Major textbook publishers Houghton Mifflin, Kaplan Publishing, McGraw-Hill Education, and Pearson are turning
to software company ScrollMotion Inc. to bring their textbooks to Apple's newly unveiled iPad.
ScrollMotion plans to take full advantage of the iPad's touch capabilities in order to provide an immersive and interactive experience that combines traditional educational materials with the latest technology.
Not only will students be able to color-categorize while highlighting words on the page, but they will also be able to write text notes or record audio notes directly onto the device. Further, the third-party developer will likely be implementing videos and interactive practice quizzes into the applications.
Probably the most useful tool will seem the most basic: the ability to search the text. I can't remember the number of times I've wished that I could search my own physical textbooks for some key phrase.
With all these features combined into one device, the iPad could potentially revolutionize education.

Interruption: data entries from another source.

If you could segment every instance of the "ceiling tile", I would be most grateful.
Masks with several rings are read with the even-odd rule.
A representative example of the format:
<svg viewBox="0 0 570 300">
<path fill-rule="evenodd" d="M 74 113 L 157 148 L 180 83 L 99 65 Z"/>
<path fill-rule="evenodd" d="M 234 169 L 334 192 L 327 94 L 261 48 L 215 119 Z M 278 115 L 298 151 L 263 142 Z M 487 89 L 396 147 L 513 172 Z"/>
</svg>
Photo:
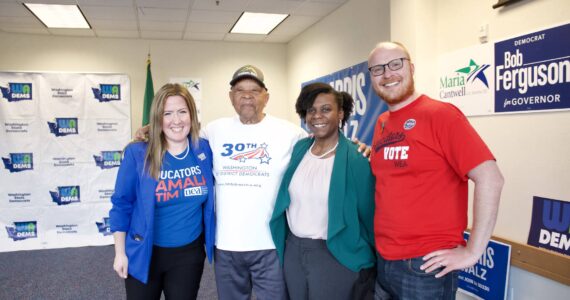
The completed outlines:
<svg viewBox="0 0 570 300">
<path fill-rule="evenodd" d="M 300 16 L 324 17 L 333 12 L 339 6 L 339 3 L 304 2 L 297 7 L 294 13 Z"/>
<path fill-rule="evenodd" d="M 36 17 L 27 16 L 27 17 L 0 17 L 0 25 L 10 26 L 10 27 L 19 27 L 22 26 L 24 28 L 46 28 L 42 22 L 40 22 Z"/>
<path fill-rule="evenodd" d="M 0 16 L 22 17 L 30 15 L 32 13 L 20 3 L 0 3 Z"/>
<path fill-rule="evenodd" d="M 78 4 L 94 31 L 47 30 L 21 4 L 0 0 L 0 30 L 52 34 L 286 43 L 349 0 L 26 0 Z M 243 11 L 288 13 L 269 36 L 228 34 Z M 141 32 L 143 31 L 143 32 Z M 95 34 L 96 33 L 96 34 Z"/>
<path fill-rule="evenodd" d="M 283 23 L 279 24 L 270 35 L 298 35 L 311 25 L 319 21 L 315 16 L 289 16 Z"/>
<path fill-rule="evenodd" d="M 303 1 L 295 0 L 251 0 L 246 10 L 250 12 L 265 12 L 273 14 L 291 14 Z"/>
<path fill-rule="evenodd" d="M 139 37 L 138 30 L 95 30 L 98 37 L 136 39 Z"/>
<path fill-rule="evenodd" d="M 174 8 L 139 7 L 139 20 L 145 21 L 186 21 L 188 11 Z"/>
<path fill-rule="evenodd" d="M 91 19 L 136 20 L 135 9 L 132 6 L 82 6 L 81 10 L 88 21 Z"/>
<path fill-rule="evenodd" d="M 215 0 L 195 0 L 192 10 L 216 10 L 216 11 L 239 11 L 242 12 L 249 0 L 220 0 L 216 5 Z"/>
<path fill-rule="evenodd" d="M 224 37 L 224 41 L 229 42 L 261 42 L 265 39 L 265 34 L 242 34 L 228 33 Z"/>
<path fill-rule="evenodd" d="M 95 36 L 91 29 L 48 28 L 51 34 L 70 36 Z"/>
<path fill-rule="evenodd" d="M 133 0 L 77 0 L 83 6 L 130 6 L 133 7 Z"/>
<path fill-rule="evenodd" d="M 194 0 L 136 0 L 137 6 L 156 8 L 189 8 Z"/>
<path fill-rule="evenodd" d="M 328 2 L 328 3 L 345 3 L 348 2 L 348 0 L 306 0 L 307 2 Z"/>
<path fill-rule="evenodd" d="M 213 11 L 213 10 L 193 10 L 188 18 L 191 22 L 205 23 L 235 23 L 241 12 Z"/>
<path fill-rule="evenodd" d="M 225 33 L 212 33 L 212 32 L 186 32 L 184 35 L 185 40 L 200 40 L 200 41 L 222 41 L 226 36 Z"/>
<path fill-rule="evenodd" d="M 77 2 L 75 0 L 25 0 L 21 2 L 26 3 L 40 3 L 40 4 L 67 4 L 67 5 L 75 5 Z"/>
<path fill-rule="evenodd" d="M 190 32 L 204 32 L 204 33 L 228 33 L 233 24 L 230 23 L 189 23 L 186 27 Z"/>
<path fill-rule="evenodd" d="M 45 34 L 48 35 L 49 32 L 46 28 L 25 28 L 25 27 L 2 27 L 0 26 L 0 31 L 12 32 L 12 33 L 28 33 L 28 34 Z"/>
<path fill-rule="evenodd" d="M 89 20 L 89 24 L 96 29 L 103 30 L 138 30 L 136 21 L 128 20 Z"/>
<path fill-rule="evenodd" d="M 184 30 L 184 22 L 140 21 L 140 29 L 145 31 L 179 31 Z"/>
<path fill-rule="evenodd" d="M 141 31 L 143 39 L 158 40 L 180 40 L 182 39 L 182 31 Z"/>
</svg>

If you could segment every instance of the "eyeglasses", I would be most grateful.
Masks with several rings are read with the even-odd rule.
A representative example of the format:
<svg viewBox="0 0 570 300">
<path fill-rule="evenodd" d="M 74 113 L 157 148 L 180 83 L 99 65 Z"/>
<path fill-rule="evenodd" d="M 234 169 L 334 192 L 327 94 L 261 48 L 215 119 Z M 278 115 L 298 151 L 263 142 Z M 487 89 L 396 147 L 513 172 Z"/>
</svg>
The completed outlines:
<svg viewBox="0 0 570 300">
<path fill-rule="evenodd" d="M 404 66 L 404 60 L 409 61 L 409 59 L 405 57 L 396 58 L 389 61 L 387 64 L 372 66 L 368 68 L 368 71 L 370 71 L 370 74 L 372 74 L 372 76 L 380 76 L 386 72 L 386 66 L 388 66 L 388 68 L 392 71 L 400 70 Z"/>
</svg>

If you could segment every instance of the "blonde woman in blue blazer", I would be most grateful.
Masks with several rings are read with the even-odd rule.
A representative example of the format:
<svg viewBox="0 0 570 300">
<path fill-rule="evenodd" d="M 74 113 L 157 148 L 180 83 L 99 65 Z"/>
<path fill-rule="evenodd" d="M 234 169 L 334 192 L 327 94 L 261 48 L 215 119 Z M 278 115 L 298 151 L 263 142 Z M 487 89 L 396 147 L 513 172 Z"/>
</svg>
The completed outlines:
<svg viewBox="0 0 570 300">
<path fill-rule="evenodd" d="M 127 299 L 197 297 L 216 219 L 212 153 L 198 132 L 192 96 L 166 84 L 153 99 L 149 141 L 125 149 L 109 216 Z"/>
<path fill-rule="evenodd" d="M 305 86 L 296 110 L 313 133 L 291 155 L 270 221 L 289 296 L 365 299 L 374 290 L 374 178 L 340 132 L 352 97 Z"/>
</svg>

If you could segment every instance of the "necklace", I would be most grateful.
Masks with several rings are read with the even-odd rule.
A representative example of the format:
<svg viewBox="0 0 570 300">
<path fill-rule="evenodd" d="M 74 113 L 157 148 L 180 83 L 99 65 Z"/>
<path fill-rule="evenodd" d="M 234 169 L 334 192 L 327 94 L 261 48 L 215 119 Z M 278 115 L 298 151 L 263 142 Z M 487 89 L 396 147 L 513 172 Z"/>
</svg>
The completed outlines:
<svg viewBox="0 0 570 300">
<path fill-rule="evenodd" d="M 333 152 L 334 150 L 336 150 L 336 147 L 338 147 L 338 142 L 336 142 L 336 145 L 334 145 L 334 147 L 330 148 L 329 150 L 327 150 L 327 152 L 325 152 L 321 155 L 313 154 L 313 146 L 314 145 L 315 145 L 315 142 L 313 142 L 313 144 L 311 145 L 311 148 L 309 148 L 309 152 L 311 153 L 311 155 L 314 156 L 315 158 L 323 158 L 323 157 L 327 156 L 328 154 L 330 154 L 331 152 Z"/>
<path fill-rule="evenodd" d="M 184 153 L 184 155 L 183 155 L 182 157 L 178 157 L 178 156 L 176 156 L 176 155 L 174 155 L 174 154 L 172 154 L 172 153 L 171 153 L 171 154 L 172 154 L 172 157 L 174 157 L 174 158 L 176 158 L 176 159 L 178 159 L 178 160 L 183 160 L 183 159 L 186 158 L 186 156 L 188 156 L 188 152 L 190 152 L 190 143 L 188 143 L 188 144 L 186 145 L 186 153 Z"/>
</svg>

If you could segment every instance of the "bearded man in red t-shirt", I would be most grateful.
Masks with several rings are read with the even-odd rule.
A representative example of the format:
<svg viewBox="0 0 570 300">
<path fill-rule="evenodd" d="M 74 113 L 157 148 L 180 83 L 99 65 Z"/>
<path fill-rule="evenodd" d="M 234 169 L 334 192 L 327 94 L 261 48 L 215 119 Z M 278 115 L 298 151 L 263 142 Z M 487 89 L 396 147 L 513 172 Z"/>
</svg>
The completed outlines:
<svg viewBox="0 0 570 300">
<path fill-rule="evenodd" d="M 376 299 L 455 299 L 458 270 L 474 265 L 497 219 L 503 177 L 459 109 L 419 94 L 399 43 L 378 44 L 368 66 L 388 104 L 374 130 Z M 475 184 L 468 243 L 468 181 Z"/>
</svg>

"People have been talking about the impact of technology on education for 25 years. It feels like it is really going to happen in 2010," said Rik Kranenburg, group president of higher education for the education unit of McGraw-Hill, one of the major publishers working with the iPad.
According to market research firm Compass Intelligence, technology spending in the educational sector could jump to $61.9 billion in 2013 from $47.6 billion in 2008.
Though a recent Kaplan study found that students by and large prefer printed texts, the ease of use and portability of something like the iPad could change that.